String filtering problem

Discussion in 'Spigot Plugin Development' started by Crypnotic, Jun 22, 2018.

  1. So I need to filter a string for each word from an array, I'll use cat for my example.

    The logic I came to try was one where I check to see if the string contained cat.
    Code (Text):
    The cat jumped over the wall.
    In this case, it should match cat.

    However, I also need to ignore the match and find all others when a certain excluded word containing the search word was found. For instance, cattle or catastrophic.

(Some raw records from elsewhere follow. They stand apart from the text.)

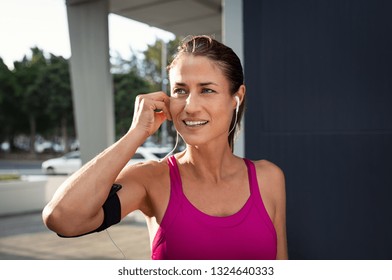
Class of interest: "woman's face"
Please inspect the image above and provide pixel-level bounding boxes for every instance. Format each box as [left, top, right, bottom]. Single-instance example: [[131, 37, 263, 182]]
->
[[169, 54, 236, 148]]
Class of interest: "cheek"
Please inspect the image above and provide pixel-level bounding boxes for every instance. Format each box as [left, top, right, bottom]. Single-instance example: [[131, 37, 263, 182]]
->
[[169, 98, 184, 119]]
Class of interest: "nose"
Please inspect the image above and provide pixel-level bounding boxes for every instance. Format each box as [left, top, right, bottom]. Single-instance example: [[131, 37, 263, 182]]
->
[[184, 93, 200, 114]]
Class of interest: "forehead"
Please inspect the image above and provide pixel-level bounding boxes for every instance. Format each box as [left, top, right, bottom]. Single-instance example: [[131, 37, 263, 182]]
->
[[169, 54, 226, 83]]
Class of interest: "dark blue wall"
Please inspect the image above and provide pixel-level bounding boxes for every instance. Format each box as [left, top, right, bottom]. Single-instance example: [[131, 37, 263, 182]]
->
[[244, 0, 392, 259]]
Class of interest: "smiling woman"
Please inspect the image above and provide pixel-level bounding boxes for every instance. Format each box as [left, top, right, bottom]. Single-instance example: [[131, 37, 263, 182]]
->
[[43, 36, 287, 259]]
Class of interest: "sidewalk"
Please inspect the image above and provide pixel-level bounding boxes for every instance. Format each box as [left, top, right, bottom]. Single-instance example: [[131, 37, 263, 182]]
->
[[0, 209, 150, 260], [0, 171, 150, 260]]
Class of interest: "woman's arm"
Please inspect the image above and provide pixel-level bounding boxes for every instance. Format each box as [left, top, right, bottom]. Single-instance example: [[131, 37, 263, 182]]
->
[[257, 160, 288, 259], [43, 92, 170, 236]]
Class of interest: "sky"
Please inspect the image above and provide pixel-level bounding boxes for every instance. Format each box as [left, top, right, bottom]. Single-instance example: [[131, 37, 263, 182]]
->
[[0, 0, 174, 68]]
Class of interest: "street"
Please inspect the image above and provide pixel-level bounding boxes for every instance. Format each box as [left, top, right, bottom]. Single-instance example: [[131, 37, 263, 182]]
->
[[0, 159, 43, 175]]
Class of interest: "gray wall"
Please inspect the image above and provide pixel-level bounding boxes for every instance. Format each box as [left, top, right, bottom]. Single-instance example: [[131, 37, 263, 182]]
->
[[243, 0, 392, 259]]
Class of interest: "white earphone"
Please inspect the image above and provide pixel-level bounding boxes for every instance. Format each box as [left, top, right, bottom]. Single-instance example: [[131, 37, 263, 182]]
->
[[235, 95, 240, 114], [229, 95, 240, 134]]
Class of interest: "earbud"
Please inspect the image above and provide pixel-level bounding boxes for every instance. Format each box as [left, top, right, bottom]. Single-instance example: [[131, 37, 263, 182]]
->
[[235, 95, 240, 114]]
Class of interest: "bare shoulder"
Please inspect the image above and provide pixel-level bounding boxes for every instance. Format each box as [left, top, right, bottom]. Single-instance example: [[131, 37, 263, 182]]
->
[[254, 159, 284, 183], [254, 160, 286, 217], [116, 161, 170, 219]]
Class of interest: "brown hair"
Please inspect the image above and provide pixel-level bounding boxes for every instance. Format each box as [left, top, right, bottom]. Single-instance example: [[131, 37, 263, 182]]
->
[[167, 35, 246, 151]]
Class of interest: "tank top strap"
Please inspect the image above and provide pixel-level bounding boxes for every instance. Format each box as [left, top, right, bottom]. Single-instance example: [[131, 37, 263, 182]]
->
[[167, 155, 182, 197], [244, 158, 260, 198]]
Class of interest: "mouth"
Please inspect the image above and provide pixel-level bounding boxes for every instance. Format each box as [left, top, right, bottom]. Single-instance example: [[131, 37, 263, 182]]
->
[[183, 121, 208, 127]]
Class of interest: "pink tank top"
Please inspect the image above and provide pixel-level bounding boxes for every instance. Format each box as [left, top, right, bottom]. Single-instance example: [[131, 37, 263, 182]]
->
[[151, 156, 277, 260]]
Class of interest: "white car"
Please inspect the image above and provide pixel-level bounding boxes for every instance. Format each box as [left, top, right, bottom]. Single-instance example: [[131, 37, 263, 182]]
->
[[41, 147, 159, 174]]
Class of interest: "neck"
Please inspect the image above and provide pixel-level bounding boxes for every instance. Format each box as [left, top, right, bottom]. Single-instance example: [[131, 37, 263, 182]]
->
[[178, 143, 237, 182]]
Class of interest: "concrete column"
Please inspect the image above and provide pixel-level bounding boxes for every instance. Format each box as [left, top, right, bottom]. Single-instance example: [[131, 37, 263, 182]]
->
[[66, 0, 115, 163], [222, 0, 245, 157]]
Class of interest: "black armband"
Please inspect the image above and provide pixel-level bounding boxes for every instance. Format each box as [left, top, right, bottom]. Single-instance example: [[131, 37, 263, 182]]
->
[[57, 184, 122, 238]]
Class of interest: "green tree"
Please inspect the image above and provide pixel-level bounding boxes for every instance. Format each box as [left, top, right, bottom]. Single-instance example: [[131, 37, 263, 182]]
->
[[37, 55, 74, 152], [0, 58, 22, 143], [14, 47, 47, 153]]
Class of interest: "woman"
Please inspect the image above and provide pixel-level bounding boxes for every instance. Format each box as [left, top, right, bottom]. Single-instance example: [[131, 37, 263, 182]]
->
[[43, 36, 287, 259]]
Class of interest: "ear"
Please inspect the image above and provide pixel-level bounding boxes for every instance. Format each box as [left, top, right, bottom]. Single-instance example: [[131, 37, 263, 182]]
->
[[233, 85, 246, 108]]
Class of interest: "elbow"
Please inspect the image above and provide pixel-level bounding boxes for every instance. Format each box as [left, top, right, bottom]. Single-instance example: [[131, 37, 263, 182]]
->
[[42, 204, 73, 236]]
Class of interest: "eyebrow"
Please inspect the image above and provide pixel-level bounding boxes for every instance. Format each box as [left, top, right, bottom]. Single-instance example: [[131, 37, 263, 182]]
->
[[175, 82, 218, 87]]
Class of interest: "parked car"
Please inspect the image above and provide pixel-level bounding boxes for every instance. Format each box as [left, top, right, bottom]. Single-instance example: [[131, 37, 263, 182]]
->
[[41, 147, 159, 174]]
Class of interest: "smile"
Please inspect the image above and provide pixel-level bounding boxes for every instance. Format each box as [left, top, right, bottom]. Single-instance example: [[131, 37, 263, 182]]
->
[[184, 121, 208, 126]]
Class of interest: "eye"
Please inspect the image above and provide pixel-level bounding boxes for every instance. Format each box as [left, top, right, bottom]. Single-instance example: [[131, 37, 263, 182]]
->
[[201, 88, 215, 93], [173, 88, 186, 95]]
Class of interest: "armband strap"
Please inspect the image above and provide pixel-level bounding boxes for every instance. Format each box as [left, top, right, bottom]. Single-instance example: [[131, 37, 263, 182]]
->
[[57, 184, 122, 238]]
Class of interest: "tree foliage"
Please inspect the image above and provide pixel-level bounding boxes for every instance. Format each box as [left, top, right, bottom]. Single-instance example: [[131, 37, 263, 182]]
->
[[0, 36, 178, 152]]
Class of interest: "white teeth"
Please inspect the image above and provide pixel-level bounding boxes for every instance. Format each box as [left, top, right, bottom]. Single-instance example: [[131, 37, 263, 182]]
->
[[184, 121, 208, 126]]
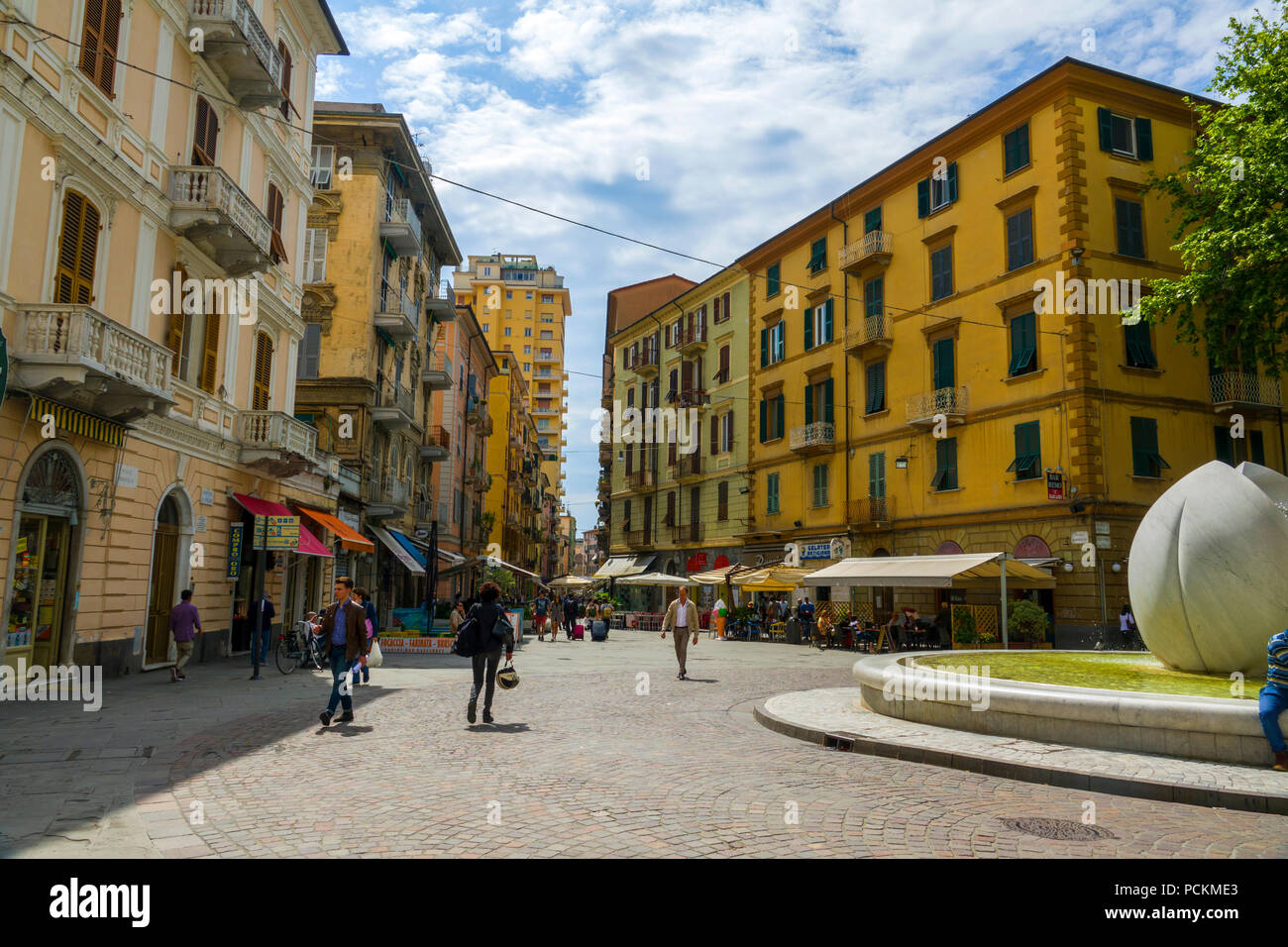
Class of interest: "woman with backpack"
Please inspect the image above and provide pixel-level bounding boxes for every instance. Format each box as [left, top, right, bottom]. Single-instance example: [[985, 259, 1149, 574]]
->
[[454, 582, 514, 723]]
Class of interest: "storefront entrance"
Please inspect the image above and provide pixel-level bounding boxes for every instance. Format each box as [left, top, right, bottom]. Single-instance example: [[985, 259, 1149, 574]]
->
[[4, 450, 80, 669]]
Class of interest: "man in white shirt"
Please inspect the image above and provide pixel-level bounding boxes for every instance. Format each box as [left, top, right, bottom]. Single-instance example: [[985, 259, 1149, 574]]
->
[[662, 585, 698, 681]]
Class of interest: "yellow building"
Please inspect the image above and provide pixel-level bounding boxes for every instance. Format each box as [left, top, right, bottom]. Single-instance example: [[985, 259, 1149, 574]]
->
[[454, 254, 572, 497], [739, 59, 1284, 644], [605, 268, 750, 603], [296, 102, 461, 626], [0, 0, 347, 676]]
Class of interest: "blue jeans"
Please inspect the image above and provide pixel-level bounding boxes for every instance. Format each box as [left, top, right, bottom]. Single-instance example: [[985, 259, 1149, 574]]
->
[[1257, 684, 1288, 753], [326, 644, 353, 714], [250, 629, 273, 665]]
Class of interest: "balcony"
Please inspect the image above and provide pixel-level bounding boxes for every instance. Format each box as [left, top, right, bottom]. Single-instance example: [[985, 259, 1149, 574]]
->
[[1208, 372, 1283, 412], [907, 385, 966, 427], [237, 411, 318, 476], [420, 352, 452, 391], [371, 381, 415, 430], [845, 496, 894, 530], [836, 231, 894, 273], [380, 196, 420, 257], [674, 325, 707, 352], [368, 473, 407, 519], [425, 282, 456, 322], [376, 279, 420, 342], [845, 312, 892, 356], [188, 0, 286, 112], [9, 303, 175, 424], [789, 421, 836, 455], [626, 349, 658, 377], [167, 164, 273, 275], [420, 425, 452, 464], [671, 523, 702, 543], [339, 466, 362, 500], [675, 445, 702, 480]]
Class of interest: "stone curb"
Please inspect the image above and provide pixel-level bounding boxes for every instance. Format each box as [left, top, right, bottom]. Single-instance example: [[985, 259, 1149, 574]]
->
[[752, 701, 1288, 815]]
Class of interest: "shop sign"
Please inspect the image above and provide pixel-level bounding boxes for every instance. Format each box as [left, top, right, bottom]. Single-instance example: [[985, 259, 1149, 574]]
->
[[228, 523, 246, 579], [253, 517, 300, 550]]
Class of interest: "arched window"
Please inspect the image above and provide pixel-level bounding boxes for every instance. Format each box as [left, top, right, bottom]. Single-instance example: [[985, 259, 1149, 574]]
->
[[250, 333, 273, 411], [54, 191, 99, 305]]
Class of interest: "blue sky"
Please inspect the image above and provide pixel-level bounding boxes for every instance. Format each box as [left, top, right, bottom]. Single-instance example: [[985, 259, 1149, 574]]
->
[[317, 0, 1252, 530]]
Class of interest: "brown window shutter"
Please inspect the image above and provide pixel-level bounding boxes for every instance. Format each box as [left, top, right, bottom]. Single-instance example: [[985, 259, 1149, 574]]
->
[[250, 333, 273, 411], [54, 191, 99, 305], [200, 312, 223, 394]]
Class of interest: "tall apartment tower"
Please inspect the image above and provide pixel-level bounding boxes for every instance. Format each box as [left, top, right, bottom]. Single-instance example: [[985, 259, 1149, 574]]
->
[[454, 254, 572, 505]]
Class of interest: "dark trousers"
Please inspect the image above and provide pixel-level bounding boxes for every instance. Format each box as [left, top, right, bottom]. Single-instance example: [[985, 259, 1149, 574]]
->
[[326, 644, 353, 714], [471, 648, 501, 710]]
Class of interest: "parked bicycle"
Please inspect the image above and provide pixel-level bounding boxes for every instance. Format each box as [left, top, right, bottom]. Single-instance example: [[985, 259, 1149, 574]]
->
[[277, 621, 326, 674]]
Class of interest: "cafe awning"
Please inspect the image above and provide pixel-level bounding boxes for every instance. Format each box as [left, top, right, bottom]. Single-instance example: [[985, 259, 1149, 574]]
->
[[296, 504, 376, 553], [368, 523, 425, 576], [592, 553, 657, 579], [804, 553, 1055, 588]]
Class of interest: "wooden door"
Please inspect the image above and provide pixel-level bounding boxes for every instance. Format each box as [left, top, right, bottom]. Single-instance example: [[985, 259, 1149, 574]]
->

    The problem I have found is that a string containing the search word and an excluded word, such as:
    Code (Text):
    The cattle jumped over the wall to chase the cat.
    Would think that the string doesn't contain the search word cat, when it indeed does.
     
  2. Not the most elegant solution, but you can do 4 checks on the string,
    1. Check if the string contains “ “ + word + “ “
    2. Check if the string starts with word + “ “
    3. Check if the string ends with “ “ + word
    4. Check if the string equals word
     
  3. Other solution can be create a list splitting all words separated by a space, stream it and check if the values in the stream matches with your two conditions, it is cat and isn't cattle, here is an example

    Code (Java):

    List<String> exempted = Arrays.asList("cattle", "catsup");
    String check = "The cat is in the bridge";
    if (Arrays.asList(check.split(" ")).stream().anyMatch(string -> string.contains("cat") /*or any other check with patterns or anything that you're using*/ && !exempted.contains(string))) {
        // do what you want to do with this
    }
     
    You can also stream the exempted list and do a better check for each value
    Code (Java):

    Arrays.asList(check.split(" ")).stream().anyMatch(string -> string.contains("cat") /*or any other check with patterns or anything that you're using*/ && !exempted.stream().anyMatch(exempt -> string.contains(exempt)));
     
     
  4. FrostedSnowman

    Resource Staff

    Use regex:

    Code (Java):
    private static final Pattern PATTERN = Pattern.compile("\\bcat\\b", Pattern.CASE_INSENSITIVE);

    Matcher matcher = PATTERN.matcher("The cattle jumped over the wall to chase the cat.");
    System.out.println(matcher.group()); //prints cat
     
     
    • Winner Winner x 1
  5. Regex is exactly what you'll want for this specific case! Right on @FrostedSnowman
    Here's a little tutorial to regex: http://www.vogella.com/tutorials/JavaRegularExpressions/article.html
    And if you can mess around with various configurations with this site to get live feedback on your patterns: https://regexr.com/
     
  6. If you're making a profanity filter, be weary of the Scunthorpe problem. This is still an ongoing issue with string filters and word recognition, especially since kids keep coming up with more clever ways of expressing things to get around filter/detection systems.

    Code (Text):
    "The cat tle jumped over the wall to chase the ca t"
    [​IMG]
     
    • Winner Winner x 1
    • Informative Informative x 1
  7. I understand how regex would be useful, but please explain how I can make a regex catch an infinitely possible amount of variations of a word while also ignoring an infinitely possible amount of exceptions
     
  8. If you can figure that out, you'd be the first and make a lot of money. ^_^
     
  9. For your specific request from the original post, you don't need an infinite system. Simply use matcher.matches(), or while (matcher.find()) {}.
     
  10. The thing is that the variations and exceptions would all be explicitly defined, just need to figure out how to fix the problem I outlined.